Today I was inspired by Grant's post at McCovey Chronicles which looked at the individual fluke performances for Giants teams over the past decade or so. We all know fluke seasons when we see them. It's not always easy to recognize them at the time; sometimes a fluke is really just a leap, as a player establishes a new level of production rather than a single exceptional season out of line with the rest of that player's career. If the season occurs prior to or in the midst of a player's prime, it could still be a stepping stone on the path to becoming a better player. If the season occurs towards the tail end of a player's career, or is so uncharacteristically good compared to a young player's minor league performance, it could very well be a fluke.

  1. Butch Huskey | OPS+: 114 | Career OPS+: 96
  2. Good minor league player who never amounted to much in the big leagues. Had a first-baseman's body but his bat was never equal to the task.

  3. Brian McRae | OPS+: 116 | Career OPS+: 92
  4. Came to the Mets with Turk Wendell in the Lance Johnson deal with the Cubs. McRae had one or two decent seasons aside from this one, but 1998 was clearly his best. His dad went nuts and threw a phone that one time. That I know of.

  5. Benny Agbayani | OPS+: 124 | Career OPS+: 107
  6. 1999 and 2000 were great years for Benny. The two lasting memories of him as a Met are his game-winning homerun in the 2000 LDS and when he gave the ball to a kid in the stands after catching the second out of an inning. Classic Agbayani. Has an autobiography.

  7. Todd Pratt | OPS+ 115 | Career OPS+: 94
  8. Nicknamed "Tank", which is awesome irrespective of his baseball accomplishments. Won the 1999 LDS with an extra-inning homerun. Turned the only walk-off grand slam in postseason history into a single.

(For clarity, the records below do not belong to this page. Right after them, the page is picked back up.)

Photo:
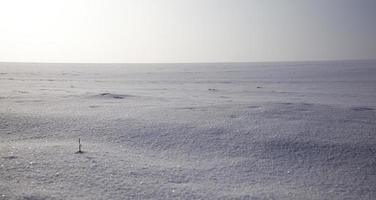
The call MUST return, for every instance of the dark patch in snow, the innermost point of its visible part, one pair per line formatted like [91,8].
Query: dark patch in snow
[114,96]
[9,157]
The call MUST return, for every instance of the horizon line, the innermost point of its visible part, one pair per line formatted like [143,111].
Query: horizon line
[209,62]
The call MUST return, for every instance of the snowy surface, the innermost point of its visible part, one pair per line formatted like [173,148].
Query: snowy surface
[188,131]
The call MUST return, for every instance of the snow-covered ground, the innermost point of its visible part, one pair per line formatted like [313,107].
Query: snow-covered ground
[188,131]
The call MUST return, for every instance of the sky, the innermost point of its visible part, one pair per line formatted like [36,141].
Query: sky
[159,31]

Once managed a pizza joint.

  9. Desi Relaford | OPS+: 118 | Career OPS+: 73
  10. Awesome for one year, traded for Shawn Estes.

  11. Ty Wigginton | OPS+: 132 | Career OPS+: 102
  12. My wife and I were at the first game Wiggie ever played with the Mets. My boss would get tickets just to the right of the Mets' dugout, so we were practically in the photo box while Wigginton was making some warm-up tosses. Kim told me to take a few pictures so if he ever turned into a big star we could say we were on his bandwagon from the very beginning. Those pictures are sitting in a box somewhere waiting for Wiggie to take care of his half of the bargain.

  13. Jason Phillips | OPS+: 115 | Career OPS+: 80
  14. The goggles were awesome, and were the inspiration for MetsGeek's logo.

  15. Eric Valent | OPS+: 110 | Career OPS+: 81
  16. Hit for the cycle. Eric "I Gave Up Meat" Valent is still one of the best Berman-isms of all time. Berman has also been known to go nuts on occasion.

I tried to pick guys with at least a couple hundred plate appearances, and I think most of these guys crossed that threshold. I didn't really have anybody beyond 2004, though maybe we can revisit this list in a couple of years to see if any of the more recent seasons qualify as flukes in retrospect.

Any personal nominees for this list?